[MAX] Add Wan-Animate pipeline support by kkimmk · Pull Request #6347 · modular/modular

kkimmk · 2026-04-03T10:13:59Z

Summary

This PR adds support for the Wan-Animate pipeline (Wan-AI/Wan2.2-Animate-14B-Diffusers), a video generation model for motion transfer and character replacement built on top of the existing Wan I2V pipeline.

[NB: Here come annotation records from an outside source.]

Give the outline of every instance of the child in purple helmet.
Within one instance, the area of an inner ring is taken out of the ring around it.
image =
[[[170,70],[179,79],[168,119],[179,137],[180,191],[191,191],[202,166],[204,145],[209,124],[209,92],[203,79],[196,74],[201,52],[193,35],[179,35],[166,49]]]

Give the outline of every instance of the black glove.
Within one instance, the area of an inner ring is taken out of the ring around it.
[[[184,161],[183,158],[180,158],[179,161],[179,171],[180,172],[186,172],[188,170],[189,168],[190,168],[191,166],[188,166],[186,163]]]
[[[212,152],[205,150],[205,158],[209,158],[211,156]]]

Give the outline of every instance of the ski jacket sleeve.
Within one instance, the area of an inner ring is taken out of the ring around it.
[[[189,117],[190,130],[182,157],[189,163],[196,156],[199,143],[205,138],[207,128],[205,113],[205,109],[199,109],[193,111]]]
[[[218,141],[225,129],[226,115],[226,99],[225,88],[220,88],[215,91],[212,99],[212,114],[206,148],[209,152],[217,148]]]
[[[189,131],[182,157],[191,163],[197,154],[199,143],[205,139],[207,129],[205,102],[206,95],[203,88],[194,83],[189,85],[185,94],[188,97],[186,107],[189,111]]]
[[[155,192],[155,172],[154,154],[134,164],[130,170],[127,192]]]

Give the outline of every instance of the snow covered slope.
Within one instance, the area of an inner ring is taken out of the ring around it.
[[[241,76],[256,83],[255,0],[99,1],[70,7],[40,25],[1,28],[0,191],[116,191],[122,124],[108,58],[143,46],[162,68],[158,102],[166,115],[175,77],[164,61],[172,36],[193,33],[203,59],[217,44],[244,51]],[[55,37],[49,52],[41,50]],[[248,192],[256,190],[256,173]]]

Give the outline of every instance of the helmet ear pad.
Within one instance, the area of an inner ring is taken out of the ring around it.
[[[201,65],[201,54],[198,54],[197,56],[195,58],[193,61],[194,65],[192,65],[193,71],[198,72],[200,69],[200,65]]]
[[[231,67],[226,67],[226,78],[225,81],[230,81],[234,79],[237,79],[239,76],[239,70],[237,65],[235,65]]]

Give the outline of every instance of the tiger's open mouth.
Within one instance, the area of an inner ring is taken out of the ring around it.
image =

CLIP vision encoder: Adds a MAX-native CLIP vision encoder (clip_encoder.py, layers/) used as an image conditioning signal. The existing CLIP text encoder is extracted into clip_modulev3 to avoid a naming collision.
Wan-Animate transformer: Extends WanTransformerModel with pose injection (Conv3d), CLIP image cross-attention, a face adapter (WanAnimateFaceEncoder), and a motion encoder (WanAnimateMotionEncoder). Transformer layers are refactored into a layers/ subpackage.
Wan-Animate pipeline: Adds WanAnimatePipeline extending WanI2VPipeline, supporting animate mode (motion transfer) and replace mode (background-preserving character replacement via mask) with multi-segment processing and temporal overlap.
Tokenizer and preprocessing: Extends PixelGenerationTokenizer and adds video_processor.py to handle pose video, face pixels, background video, and mask inputs for the Animate pipeline.

How to Run

The Wan-Animate pipeline requires preprocessed driving videos — a skeleton pose video (DWPose renders) and a cropped face video — rather than raw footage. To generate them from a raw driving video, use the official preprocessing scripts.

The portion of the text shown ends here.